Fortunately, previous EEOC regulations can help IHEs determine whether a vaccine incentive plan is voluntary. Specifically, a voluntary wellness program: (1) does not require employee participation; (2) does not deny employees coverage under a group health insurance plan for non-attendance; and (3) will not take adverse, retaliatory, or coercive action against any employee who chooses not to participate (29 CFR § 1630 (2016)). Employers must also provide reasonable accommodation to workers who are unable to attend due to a disability. In addition, they must tell participants what medical information the employer is looking for, how they are using it, and what methods the employer has to prevent improper disclosure (ID card).

When their vaccination guidelines are voluntary, colleges and universities can incentivize employees, but not compel them to receive vaccinations through the institution or its agent. But when is an incentive compulsion? The current EEOC guidelines only suggest that an incentive should not result in employees feeling pressured to disclose their proprietary medical information or information about disabilities.

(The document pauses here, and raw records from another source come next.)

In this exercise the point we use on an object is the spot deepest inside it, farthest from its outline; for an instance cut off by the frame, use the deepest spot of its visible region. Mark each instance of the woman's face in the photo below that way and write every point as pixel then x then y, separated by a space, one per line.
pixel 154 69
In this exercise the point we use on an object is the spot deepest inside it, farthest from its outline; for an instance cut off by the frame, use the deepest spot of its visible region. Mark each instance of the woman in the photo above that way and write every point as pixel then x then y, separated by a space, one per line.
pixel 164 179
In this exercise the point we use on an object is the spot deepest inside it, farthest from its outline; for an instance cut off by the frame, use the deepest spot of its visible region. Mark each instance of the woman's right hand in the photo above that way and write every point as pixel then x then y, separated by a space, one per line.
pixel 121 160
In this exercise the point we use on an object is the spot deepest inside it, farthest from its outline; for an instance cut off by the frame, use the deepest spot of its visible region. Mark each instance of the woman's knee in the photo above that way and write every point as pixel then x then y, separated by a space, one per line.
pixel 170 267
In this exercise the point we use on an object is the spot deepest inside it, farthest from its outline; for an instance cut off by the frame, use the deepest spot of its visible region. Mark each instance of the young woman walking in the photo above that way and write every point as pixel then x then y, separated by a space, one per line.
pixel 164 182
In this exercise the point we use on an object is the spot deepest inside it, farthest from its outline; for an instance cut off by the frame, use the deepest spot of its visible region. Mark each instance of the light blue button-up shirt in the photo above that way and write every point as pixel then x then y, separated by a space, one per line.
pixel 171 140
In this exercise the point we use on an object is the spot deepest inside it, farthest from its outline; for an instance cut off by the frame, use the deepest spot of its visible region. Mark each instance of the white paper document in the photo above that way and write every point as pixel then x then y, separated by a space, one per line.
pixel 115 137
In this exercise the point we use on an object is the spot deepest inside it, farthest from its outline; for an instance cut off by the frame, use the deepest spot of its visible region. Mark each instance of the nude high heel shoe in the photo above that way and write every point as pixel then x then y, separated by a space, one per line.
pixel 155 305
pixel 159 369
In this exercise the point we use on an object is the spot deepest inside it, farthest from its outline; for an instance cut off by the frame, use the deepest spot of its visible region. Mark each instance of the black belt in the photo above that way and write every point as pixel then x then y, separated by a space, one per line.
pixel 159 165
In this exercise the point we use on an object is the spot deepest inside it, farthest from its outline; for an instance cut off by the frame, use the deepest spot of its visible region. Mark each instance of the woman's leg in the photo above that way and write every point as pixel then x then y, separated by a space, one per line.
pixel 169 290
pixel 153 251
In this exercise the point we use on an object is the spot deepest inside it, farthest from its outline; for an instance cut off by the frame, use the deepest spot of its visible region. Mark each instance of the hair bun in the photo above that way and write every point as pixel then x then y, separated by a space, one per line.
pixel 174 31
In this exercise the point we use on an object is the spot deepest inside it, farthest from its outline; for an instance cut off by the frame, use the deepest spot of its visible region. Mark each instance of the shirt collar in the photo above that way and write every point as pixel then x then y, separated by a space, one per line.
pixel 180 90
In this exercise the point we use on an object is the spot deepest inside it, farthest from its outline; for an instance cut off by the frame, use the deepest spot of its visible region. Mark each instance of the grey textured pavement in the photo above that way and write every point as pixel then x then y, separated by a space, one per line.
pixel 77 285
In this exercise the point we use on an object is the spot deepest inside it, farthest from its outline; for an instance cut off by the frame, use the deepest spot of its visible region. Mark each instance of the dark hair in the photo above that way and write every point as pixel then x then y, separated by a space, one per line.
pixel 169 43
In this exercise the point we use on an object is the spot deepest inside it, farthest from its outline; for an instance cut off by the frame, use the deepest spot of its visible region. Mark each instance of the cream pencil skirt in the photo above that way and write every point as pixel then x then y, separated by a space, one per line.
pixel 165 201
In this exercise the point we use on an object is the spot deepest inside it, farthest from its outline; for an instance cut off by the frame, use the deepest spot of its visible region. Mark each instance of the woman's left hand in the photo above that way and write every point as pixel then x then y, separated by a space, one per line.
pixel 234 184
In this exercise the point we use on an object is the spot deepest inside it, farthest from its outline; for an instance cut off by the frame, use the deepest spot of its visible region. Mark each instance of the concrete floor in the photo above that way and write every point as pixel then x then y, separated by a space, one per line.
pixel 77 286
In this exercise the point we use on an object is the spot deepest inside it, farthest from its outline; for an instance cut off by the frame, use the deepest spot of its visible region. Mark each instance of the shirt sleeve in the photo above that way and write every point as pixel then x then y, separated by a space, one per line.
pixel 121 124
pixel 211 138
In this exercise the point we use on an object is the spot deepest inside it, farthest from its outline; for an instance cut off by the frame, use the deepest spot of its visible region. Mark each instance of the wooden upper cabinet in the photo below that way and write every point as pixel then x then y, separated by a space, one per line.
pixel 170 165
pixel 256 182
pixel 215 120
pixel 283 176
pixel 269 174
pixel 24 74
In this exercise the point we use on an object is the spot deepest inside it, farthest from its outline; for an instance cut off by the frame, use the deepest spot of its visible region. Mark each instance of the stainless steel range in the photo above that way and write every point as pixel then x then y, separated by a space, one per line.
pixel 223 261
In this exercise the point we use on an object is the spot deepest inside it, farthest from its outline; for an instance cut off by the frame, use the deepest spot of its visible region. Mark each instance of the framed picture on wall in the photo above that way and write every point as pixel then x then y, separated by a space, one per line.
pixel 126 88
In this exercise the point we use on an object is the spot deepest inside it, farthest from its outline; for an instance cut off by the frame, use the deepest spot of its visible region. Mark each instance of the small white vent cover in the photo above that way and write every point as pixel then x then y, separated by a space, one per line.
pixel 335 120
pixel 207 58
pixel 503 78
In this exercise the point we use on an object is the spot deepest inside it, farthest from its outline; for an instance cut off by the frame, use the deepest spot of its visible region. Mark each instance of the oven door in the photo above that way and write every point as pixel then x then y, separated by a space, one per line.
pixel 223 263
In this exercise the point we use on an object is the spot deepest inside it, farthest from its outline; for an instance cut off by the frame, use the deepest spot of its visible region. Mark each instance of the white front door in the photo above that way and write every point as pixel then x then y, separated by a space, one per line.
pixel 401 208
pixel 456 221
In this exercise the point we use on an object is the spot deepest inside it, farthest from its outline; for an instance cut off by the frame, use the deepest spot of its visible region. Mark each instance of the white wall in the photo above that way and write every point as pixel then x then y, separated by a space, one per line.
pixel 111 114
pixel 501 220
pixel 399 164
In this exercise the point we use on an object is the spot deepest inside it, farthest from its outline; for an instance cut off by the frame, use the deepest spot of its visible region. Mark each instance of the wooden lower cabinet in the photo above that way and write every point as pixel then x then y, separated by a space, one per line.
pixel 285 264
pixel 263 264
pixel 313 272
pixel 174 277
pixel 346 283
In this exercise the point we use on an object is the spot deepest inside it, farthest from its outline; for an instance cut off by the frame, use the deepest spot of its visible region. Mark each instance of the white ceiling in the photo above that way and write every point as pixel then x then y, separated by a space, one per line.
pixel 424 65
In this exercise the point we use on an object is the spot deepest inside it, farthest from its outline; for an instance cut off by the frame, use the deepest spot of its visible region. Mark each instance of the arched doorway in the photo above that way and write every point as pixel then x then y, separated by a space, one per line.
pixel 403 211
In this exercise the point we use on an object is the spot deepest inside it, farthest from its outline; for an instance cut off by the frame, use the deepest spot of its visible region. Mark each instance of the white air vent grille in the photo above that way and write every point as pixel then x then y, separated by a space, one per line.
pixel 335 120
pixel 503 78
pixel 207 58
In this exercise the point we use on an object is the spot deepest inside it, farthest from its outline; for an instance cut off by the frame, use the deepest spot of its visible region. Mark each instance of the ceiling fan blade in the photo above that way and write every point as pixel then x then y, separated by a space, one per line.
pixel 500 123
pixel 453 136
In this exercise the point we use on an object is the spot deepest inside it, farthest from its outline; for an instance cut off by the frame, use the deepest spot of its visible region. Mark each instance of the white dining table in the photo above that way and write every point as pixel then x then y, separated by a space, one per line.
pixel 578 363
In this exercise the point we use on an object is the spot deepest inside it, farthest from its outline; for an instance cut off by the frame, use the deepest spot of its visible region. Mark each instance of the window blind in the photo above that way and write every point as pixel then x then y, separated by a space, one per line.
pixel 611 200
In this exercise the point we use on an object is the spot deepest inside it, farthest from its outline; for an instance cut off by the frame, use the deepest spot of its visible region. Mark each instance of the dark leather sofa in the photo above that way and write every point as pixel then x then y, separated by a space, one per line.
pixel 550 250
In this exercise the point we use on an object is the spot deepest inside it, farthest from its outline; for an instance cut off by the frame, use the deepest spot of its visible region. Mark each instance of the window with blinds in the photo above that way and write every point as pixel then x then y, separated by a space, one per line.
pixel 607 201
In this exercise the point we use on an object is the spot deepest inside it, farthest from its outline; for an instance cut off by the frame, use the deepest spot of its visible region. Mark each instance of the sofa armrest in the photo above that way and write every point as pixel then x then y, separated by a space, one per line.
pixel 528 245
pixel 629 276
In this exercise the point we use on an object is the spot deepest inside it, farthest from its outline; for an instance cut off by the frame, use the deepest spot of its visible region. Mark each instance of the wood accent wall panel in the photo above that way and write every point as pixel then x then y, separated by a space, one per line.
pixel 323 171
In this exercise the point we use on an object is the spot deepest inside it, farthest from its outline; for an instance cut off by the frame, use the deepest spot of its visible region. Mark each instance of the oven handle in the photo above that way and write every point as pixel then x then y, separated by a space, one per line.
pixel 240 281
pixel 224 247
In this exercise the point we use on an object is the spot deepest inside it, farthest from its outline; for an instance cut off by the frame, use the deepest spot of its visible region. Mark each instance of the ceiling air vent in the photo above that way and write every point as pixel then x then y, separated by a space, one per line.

In January 2021, the EEOC proposed regulations that reduce incentives for participation-based wellness programs to “de minimusParticipation-based programs require employees to participate in certain health initiatives, such as taking a vaccine. The January 2021 rules, which were eventually withdrawn, included water bottles and gift cards of modest value de minimus Incentives – but no paid gym memberships or free plane tickets.

Although the EEOC has abolished these rules, colleges and universities appear to be incorporating the spirit of the proposed guidelines into their vaccination incentive programs, with gift cards of $ 500.00 or less being a significant portion of the enticements. However, these examples come from different guidelines; the May 2021 guidelines did not include examples of potential coercive incentives, so colleges and universities cut the line between de minimus and coercion.

Follow the instructions

There were hardly any complaints that questioned the legitimacy of vaccination incentives. This development (or lack thereof) is somewhat surprising given the often contentious environment for incentives for wellness programs (see Lisa Kwesell et al. against Yale University, 3: 19-cv-1098 (D. Conn. July 16, 2019), a class action lawsuit against Yale for allegedly requiring employees to involuntarily disclose medical information as part of a health program, or an annual fine of $ 1,300 threaten). Is it a sign of clear waters or just the calm before the storm? Time will tell, but the following are useful transition best practices:
  • Post-secondary institutions should work with legal counsel to evaluate the EEOC’s updated guidance and apply it to any planned vaccination incentive program.
  • Employers should update existing vaccination incentive guidelines to reflect the new guidelines.
  • Colleges and universities should consider using the Center for Disease Control’s COVID-19 Pre-Vaccination Checklist for voluntary vaccinations offered by the institution or its agents.
  • Facilities should have a plan to maintain the confidentiality of documents related to the vaccination status of teachers or staff and other information related to protected disabilities under the ADA.